Struggling to Get Started Hosting a Mix of Local and Publicly Exposed Containers
I'm new to self hosting and just starting to experiment with web development. I've been reading and cross-referencing several guides, but I'm having trouble figuring out how to put together all the pieces to achieve what I'm looking for. Maybe the perfect tutorial is out there, but I just haven't found the right search terms.
On my Raspberry Pi 4, I have a few Docker containers already up and running:
Pi Hole with network-mode set to host so it can handle DHCP too
Watchtower to keep the Pi Hole up-to-date
Portainer to check on the status of things
In addition those, I'm planning to host a personal website, a small Matrix server, and a few other things eventually. For portability reasons and my own professional development, I want to go all-in on Docker Compose and keep each piece in its own separate container.

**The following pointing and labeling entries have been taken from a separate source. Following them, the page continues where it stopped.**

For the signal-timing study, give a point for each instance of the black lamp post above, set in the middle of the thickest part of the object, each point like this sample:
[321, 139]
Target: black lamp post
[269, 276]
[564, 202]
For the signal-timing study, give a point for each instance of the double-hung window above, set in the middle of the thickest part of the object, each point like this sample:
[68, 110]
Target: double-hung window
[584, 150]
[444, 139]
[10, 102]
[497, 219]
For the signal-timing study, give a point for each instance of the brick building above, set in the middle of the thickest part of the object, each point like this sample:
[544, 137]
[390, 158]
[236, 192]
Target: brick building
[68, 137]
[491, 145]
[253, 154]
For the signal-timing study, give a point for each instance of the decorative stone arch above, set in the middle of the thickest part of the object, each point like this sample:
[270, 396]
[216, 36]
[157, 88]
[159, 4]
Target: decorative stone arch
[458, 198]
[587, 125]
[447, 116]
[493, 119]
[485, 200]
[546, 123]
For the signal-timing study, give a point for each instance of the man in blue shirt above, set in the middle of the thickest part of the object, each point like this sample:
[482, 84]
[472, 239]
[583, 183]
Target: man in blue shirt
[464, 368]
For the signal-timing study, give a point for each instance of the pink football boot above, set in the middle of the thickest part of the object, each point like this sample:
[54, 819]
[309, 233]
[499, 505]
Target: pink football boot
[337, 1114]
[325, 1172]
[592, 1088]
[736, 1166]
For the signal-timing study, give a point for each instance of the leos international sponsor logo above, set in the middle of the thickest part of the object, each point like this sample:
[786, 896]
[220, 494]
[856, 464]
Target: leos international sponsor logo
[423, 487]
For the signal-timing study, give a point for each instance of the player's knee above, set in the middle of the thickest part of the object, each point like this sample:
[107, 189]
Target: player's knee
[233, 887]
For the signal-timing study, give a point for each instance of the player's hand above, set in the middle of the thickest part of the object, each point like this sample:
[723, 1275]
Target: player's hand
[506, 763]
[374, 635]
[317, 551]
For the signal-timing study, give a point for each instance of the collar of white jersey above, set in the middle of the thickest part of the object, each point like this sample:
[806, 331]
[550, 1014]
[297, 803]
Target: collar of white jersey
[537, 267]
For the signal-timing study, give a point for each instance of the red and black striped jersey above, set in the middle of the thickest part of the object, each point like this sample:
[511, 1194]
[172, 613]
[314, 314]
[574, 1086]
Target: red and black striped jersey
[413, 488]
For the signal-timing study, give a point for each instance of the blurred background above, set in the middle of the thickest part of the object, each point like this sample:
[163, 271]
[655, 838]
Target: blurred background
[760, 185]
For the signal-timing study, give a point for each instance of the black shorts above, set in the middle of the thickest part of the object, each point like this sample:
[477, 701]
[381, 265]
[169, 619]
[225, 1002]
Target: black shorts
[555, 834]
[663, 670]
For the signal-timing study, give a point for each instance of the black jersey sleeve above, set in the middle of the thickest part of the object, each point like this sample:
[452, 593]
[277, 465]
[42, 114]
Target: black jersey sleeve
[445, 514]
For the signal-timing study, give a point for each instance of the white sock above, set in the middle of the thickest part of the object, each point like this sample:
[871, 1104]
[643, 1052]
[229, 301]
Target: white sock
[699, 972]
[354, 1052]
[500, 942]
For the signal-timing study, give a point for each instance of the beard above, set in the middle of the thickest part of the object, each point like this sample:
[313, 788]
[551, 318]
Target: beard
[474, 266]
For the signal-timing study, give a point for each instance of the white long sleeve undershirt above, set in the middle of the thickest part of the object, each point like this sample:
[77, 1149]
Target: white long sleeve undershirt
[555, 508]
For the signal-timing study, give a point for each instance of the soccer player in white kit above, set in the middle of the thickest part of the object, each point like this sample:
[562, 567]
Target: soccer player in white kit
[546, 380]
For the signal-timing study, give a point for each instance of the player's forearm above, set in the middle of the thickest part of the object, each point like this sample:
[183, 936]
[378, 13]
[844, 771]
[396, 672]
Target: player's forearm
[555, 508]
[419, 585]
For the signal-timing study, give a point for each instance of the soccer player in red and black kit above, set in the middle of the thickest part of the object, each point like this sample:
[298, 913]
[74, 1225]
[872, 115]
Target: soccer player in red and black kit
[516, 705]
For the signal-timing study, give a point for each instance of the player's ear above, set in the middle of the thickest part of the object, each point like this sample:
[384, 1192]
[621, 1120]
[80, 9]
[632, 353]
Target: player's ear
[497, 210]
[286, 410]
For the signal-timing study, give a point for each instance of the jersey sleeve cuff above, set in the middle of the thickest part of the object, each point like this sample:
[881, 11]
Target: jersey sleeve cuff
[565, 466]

The main thing I'm struggling with is figuring out how to configure nginx-proxy-manager and my Docker networks to expose only the containers I want to expose while keeping my other containers safe. More specifically, how do I handle the conflicting ports between Pi Hole and nginx-proxy-manager without exposing my Pi Hole's admin page to the public internet? Can I use the same reverse proxy to manage all my local and public services at the same time?
Another piece that I'm feeling unsure about is pointing my domain name to the right IP address and setting up SSL encryption. It feels like there are a lot of ways to mess it up. What do I need to do to keep things safe and secure? How important is something like Cloudflare tunnel?
Register a domain if you haven't already. I did two, one for internal and one for external. If you want something easy to setup, use nginx. I'm sure there are guides out there to add Let's Encrypt SSL certs to nginx. I personally use Let's Encrypt with Traefik as my reverse proxy. Traefik has a little bit of a learning curve, but once you have it setup and working, it's pretty easy to update and move around.
Once you have your reverse proxy working with a SSL cert, you can start looking at different options to expose your containers. Probably the easiest method is to point your domain to your home IP address and on your router setup port forwarding. I'm not a fan of that because it's probably the most risky exposing ports to the wide internet.
Another option is tunneling, which I think is the best. Cloudflare tunnels is pretty popular and I believe are still free. I have a cheap VPS that I have a Wireguard tunnel setup. With either tunnel option you don't have to make any changes to your home network or firewall.
To separate my internal and external. Both my domains have wild card certs. I have a VPS that connects to my home lab. External requests hit the VPS first. Internal requests bypass the VPS and go straight to my home lab.
I could use a single domain but then my internal requests would reach out to the VPS just to go back to my home lab. I wanted to avoid that extra hop.
I actually registered two different domains. I think using .lan or .internal would work like that. Essentially from the client machine, it needs to be able to resolve the domain name to the IP of your internal service. So say from your home PC you want to have grue.com resolve to your server. One way to do that is have a host entry on your PC to point grue.com to your server IP address. That way is easy to do and works great but will get annoying if you have multiple client machines.
Another way is if you have a local DNS server that can add locally defined DNS records. Pi-hole can do this, so that way any client machine that goes through Pi-hole will be routed to your server IP.
Forgive my stupidity, but couldn't you just use split-horizon DNS and have your internal DNS resolve to your homelab instead of the VPS? Personally, that's what I've done. So external lookups for sub.domain.tld go one way and internal lookups go to 10.10.10.x.
Yes, I could do a split DNS and achieve the same thing. I didn't really want to change my DNS settings in my router. I also just like the separation by domain name.
Hi, do you mind giving me some pointers for setting up traefik to use https for my locally hosted services?
I have most of my stuff on a single server (named poseidon), on which I want to separate all the stuff using subdomains (like plex.poseidon). From what I found when searching online it seems like I require a local DNS server for that on which I can enter local domains, in addition to using traefik to specify a rule for the host using a label in the docker-compose. Is that correct?
I also have no idea how to route the subdomains to the services I want.
You just need something that points *.poseidon to your server IP. You can use a host file, local DNS server, or DNSMasq.
Once you have traefik setup, it will have a config where you can setup routers that route the subdomain to a service. Then you have services configured that point to a IP and port.
I based my setup on Techno Tim's video here and made minor tweaks. Try following that tutorial and see if that gets you started. Feel free to ask any other questions if you run into snags.